ChromaDB and HuggingFace cannot process large files

489 views Asked by At

I am trying to process 1000+ page PDFs using huggingface embeddings and chroma db. Whenever I try to upload a large file, however, I get the error below. I don't know if chromadb can handle that big of files but I thought I'd ask so I can see my options with chromadb or if I need to change the database. Any help would be appreciated to resolve this issue!

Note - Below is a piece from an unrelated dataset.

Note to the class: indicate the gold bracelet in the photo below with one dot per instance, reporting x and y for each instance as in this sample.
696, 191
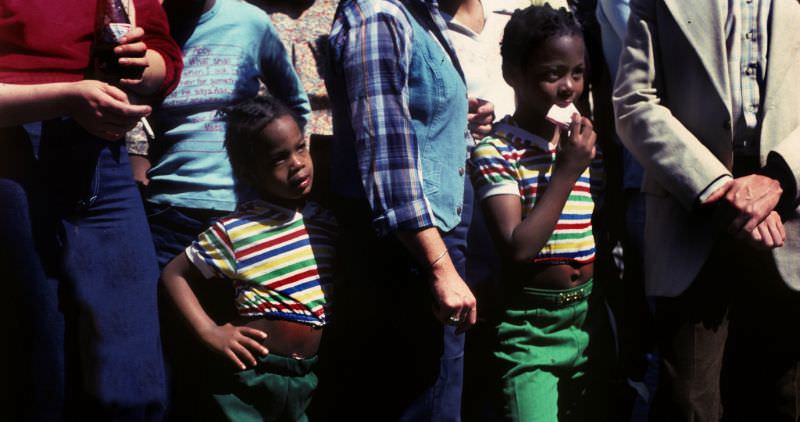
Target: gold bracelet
438, 258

 File "/Library/Frameworks/Python.framework/Versions/3.11/lib/python3.11/site-packages/langchain/vectorstores/chroma.py", line 613, in from_documents
    return cls.from_texts(
           ^^^^^^^^^^^^^^^
  File "/Library/Frameworks/Python.framework/Versions/3.11/lib/python3.11/site-packages/langchain/vectorstores/chroma.py", line 577, in from_texts
    chroma_collection.add_texts(texts=texts, metadatas=metadatas, ids=ids)
  File "/Library/Frameworks/Python.framework/Versions/3.11/lib/python3.11/site-packages/langchain/vectorstores/chroma.py", line 205, in add_texts
    [embeddings[idx] for idx in non_empty_ids] if embeddings else None
  File "/Library/Frameworks/Python.framework/Versions/3.11/lib/python3.11/site-packages/langchain/vectorstores/chroma.py", line 205, in <listcomp>
    [embeddings[idx] for idx in non_empty_ids] if embeddings else None
     ^^^^^^^^^^^^^^^^^^^^^^^^^^^^^^^^^^^^^^^^^^^^^^^^^^^^^^^^^^^^^^^^^
KeyError: 0

Python Code

embeddings = HuggingFaceHubEmbeddings(huggingfacehub_api_token=access_token)
loader = OnlinePDFLoader(document)
documents = loader.load()
text_splitter = CharacterTextSplitter(chunk_size=300, chunk_overlap=0)
texts = text_splitter.split_documents(documents)
db = Chroma.from_documents(texts, embeddings, persist_directory="./chroma_db")
1

There are 1 answers

0
Jon M On

I don't know if the file is too big for Chroma. My files are always smaller. However, a chunking size of 300 is not very large and likely to compromise your ability to search with enough document context later.

You might want to increase that to at least 512. If number of chunks is a problem for Chroma, then you might just avoid it, and get better search results.